生活支援・介護予防サービスの基盤整備事業について

2015年11月4日 08時28分 | カテゴリー: 活動報告

2017年度末までにすべての市町村で実施することになっている「介護予防・日常生活支援事業(総合事業)」は、本市も29年4月から導入開始としています。これまでの介護予防サービスとして、介護保険から給付が用意されていたものを、市町村事業へと切り離していくことは問題があるとこれまでも指摘させて頂きました。今後、介護予防・日常生活支援総合事業は利用者の状態・意向を市町村が判断し、介護予防と生活支援サービスが一体化します。サービスの決定権は市町村に移管するため、相対的に市町村の権限が強くなることから、地域の実情に応じた独自の判断をしていくことになります。
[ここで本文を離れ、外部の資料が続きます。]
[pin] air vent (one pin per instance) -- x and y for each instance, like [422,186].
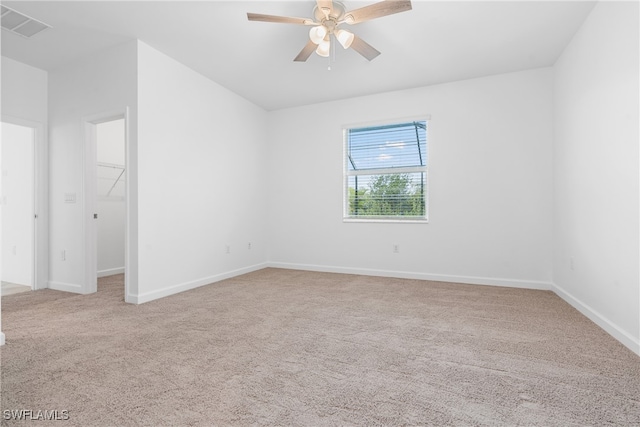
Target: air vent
[20,24]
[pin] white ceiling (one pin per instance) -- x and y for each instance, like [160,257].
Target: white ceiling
[436,42]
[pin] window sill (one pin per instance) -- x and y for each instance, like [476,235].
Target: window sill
[387,220]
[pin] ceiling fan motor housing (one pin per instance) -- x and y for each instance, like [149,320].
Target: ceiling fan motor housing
[331,19]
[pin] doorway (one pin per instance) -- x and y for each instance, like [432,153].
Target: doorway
[106,199]
[110,197]
[17,158]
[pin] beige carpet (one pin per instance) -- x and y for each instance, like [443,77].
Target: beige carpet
[280,347]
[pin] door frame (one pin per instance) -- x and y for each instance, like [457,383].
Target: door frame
[40,227]
[90,229]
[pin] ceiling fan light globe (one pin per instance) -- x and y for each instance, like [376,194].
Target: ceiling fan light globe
[345,38]
[317,34]
[324,48]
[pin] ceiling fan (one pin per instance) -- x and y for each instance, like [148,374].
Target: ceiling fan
[328,15]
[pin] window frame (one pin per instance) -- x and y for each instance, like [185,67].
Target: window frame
[346,173]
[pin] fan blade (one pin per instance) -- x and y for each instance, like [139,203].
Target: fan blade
[279,19]
[306,51]
[325,6]
[377,10]
[364,48]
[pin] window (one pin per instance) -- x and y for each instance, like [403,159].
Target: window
[385,172]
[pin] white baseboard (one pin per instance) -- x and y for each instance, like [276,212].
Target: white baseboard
[611,328]
[171,290]
[471,280]
[66,287]
[110,272]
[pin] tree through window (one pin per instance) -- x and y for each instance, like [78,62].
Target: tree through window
[386,172]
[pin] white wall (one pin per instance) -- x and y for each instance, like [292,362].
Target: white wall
[490,185]
[110,202]
[24,101]
[202,179]
[17,204]
[596,171]
[24,91]
[101,83]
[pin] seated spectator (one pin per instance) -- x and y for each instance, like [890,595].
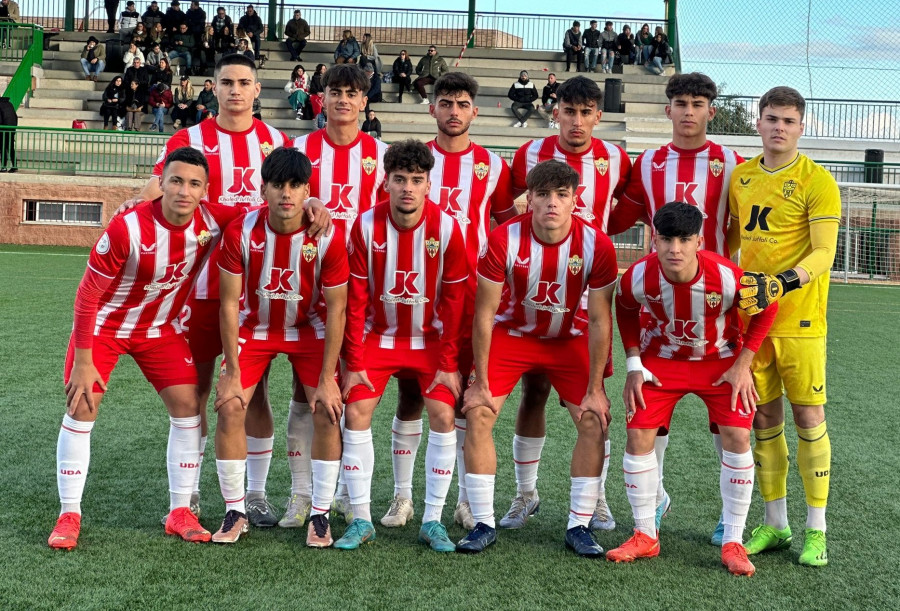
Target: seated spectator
[297,89]
[132,54]
[160,103]
[206,101]
[429,69]
[401,74]
[573,46]
[112,108]
[93,59]
[295,34]
[372,125]
[183,108]
[347,51]
[625,45]
[253,28]
[128,21]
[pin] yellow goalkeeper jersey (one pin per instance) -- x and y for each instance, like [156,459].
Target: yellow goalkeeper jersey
[774,209]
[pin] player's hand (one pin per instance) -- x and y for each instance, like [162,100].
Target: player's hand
[81,382]
[328,397]
[354,378]
[319,217]
[741,380]
[452,380]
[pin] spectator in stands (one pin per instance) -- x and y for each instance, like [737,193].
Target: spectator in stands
[401,74]
[608,39]
[253,28]
[135,100]
[372,125]
[573,45]
[183,108]
[206,101]
[295,34]
[93,59]
[297,89]
[112,108]
[160,102]
[591,40]
[644,42]
[429,69]
[347,51]
[128,21]
[523,94]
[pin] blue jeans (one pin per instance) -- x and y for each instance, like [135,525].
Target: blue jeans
[90,68]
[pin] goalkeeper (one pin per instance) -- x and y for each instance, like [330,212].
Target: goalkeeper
[785,211]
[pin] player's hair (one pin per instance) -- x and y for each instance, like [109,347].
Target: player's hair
[552,174]
[410,155]
[455,83]
[580,90]
[235,59]
[286,165]
[347,75]
[678,220]
[694,84]
[188,155]
[783,96]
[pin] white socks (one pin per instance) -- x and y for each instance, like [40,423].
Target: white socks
[641,482]
[182,459]
[461,460]
[405,439]
[736,486]
[582,500]
[439,458]
[359,463]
[231,483]
[259,457]
[527,458]
[299,446]
[73,455]
[481,497]
[325,474]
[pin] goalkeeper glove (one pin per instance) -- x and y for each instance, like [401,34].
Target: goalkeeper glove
[761,290]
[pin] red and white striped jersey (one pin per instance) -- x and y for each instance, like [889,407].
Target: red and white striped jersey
[407,285]
[604,169]
[283,276]
[235,161]
[699,177]
[471,186]
[152,265]
[696,320]
[544,283]
[346,178]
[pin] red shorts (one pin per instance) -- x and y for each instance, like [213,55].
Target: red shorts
[566,362]
[382,363]
[164,361]
[200,322]
[680,378]
[305,355]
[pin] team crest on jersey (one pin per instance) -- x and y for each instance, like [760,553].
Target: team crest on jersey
[432,245]
[789,187]
[575,264]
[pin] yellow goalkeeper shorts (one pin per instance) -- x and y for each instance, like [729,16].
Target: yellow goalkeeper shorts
[791,365]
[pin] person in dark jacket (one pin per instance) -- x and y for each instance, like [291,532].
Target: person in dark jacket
[401,74]
[523,94]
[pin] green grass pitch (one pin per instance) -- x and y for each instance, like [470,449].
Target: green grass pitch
[124,561]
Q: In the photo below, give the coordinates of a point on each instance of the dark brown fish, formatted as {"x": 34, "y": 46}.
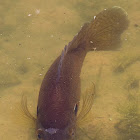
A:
{"x": 60, "y": 91}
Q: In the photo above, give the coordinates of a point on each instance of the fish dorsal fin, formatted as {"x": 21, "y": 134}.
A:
{"x": 87, "y": 104}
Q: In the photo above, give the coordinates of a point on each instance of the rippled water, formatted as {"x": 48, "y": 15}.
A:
{"x": 33, "y": 33}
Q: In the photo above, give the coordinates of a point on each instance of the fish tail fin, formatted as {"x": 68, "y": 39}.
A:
{"x": 104, "y": 31}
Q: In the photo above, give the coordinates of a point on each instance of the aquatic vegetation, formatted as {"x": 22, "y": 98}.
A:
{"x": 129, "y": 124}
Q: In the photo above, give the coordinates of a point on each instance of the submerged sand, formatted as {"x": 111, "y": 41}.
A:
{"x": 33, "y": 33}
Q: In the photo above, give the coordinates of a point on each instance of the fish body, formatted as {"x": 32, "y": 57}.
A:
{"x": 60, "y": 91}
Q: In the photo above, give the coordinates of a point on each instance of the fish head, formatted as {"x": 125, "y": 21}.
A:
{"x": 67, "y": 133}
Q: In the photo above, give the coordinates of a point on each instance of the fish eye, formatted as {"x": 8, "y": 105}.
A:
{"x": 39, "y": 136}
{"x": 39, "y": 133}
{"x": 75, "y": 109}
{"x": 72, "y": 133}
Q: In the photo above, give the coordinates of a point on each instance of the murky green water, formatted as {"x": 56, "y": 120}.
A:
{"x": 33, "y": 33}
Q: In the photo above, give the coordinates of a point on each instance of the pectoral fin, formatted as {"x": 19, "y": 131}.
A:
{"x": 25, "y": 108}
{"x": 87, "y": 104}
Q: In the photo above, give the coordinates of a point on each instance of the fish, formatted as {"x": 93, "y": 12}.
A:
{"x": 59, "y": 95}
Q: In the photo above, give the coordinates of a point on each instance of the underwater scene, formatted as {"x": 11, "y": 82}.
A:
{"x": 34, "y": 33}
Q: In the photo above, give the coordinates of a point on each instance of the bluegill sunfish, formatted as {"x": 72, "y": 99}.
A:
{"x": 59, "y": 95}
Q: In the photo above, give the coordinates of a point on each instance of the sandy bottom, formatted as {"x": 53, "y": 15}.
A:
{"x": 33, "y": 33}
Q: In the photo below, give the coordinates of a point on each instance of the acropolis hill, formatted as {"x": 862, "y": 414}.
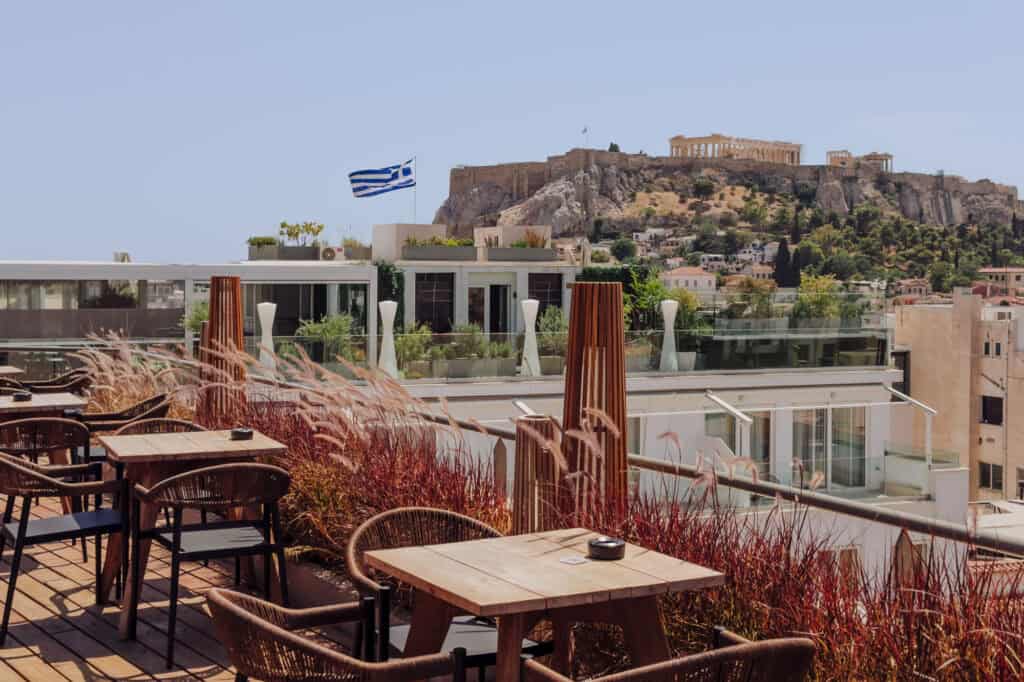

当然のことながら、介護サービスの地域格差と自治体間格差を生み出す要因になることは懸念されるべきことです。

新しく包括的支援事業として、新規に生活支援体制整備、認知症施策推進、在宅医療介護連携、地域ケア会議推進の4事業があります。特に、生活支援体制整備事業では、生活支援コーディネーター(地域支え合い推進員)を配置することや協議体を設置し、地域に不足するサービスの創出やサービスの担い手を発掘する資源開発としての役割を求められています。主体となる事業主は、民間企業、NPO、協同組合、社会福祉法人、ボランティアを対象として支援体制を構築するとしていますが、こうした体制が機能するまでに何年もかかるのではないかと考えます。

まずは、自治体が地域資源の実態調査等の情報収集を取りまとめ、モデル地域や活用例などを駆使し、整備事業としての事業目的を明確にしなければ、誰もが安心した地域福祉をイメージすることができないのではないでしょうか。

神奈川ネットでも介護保険プロジェクトを立ち上げました。参加型の地域福祉を推進し、各自治体の取り組みを検証し、次期改定による提言をまとめていきます。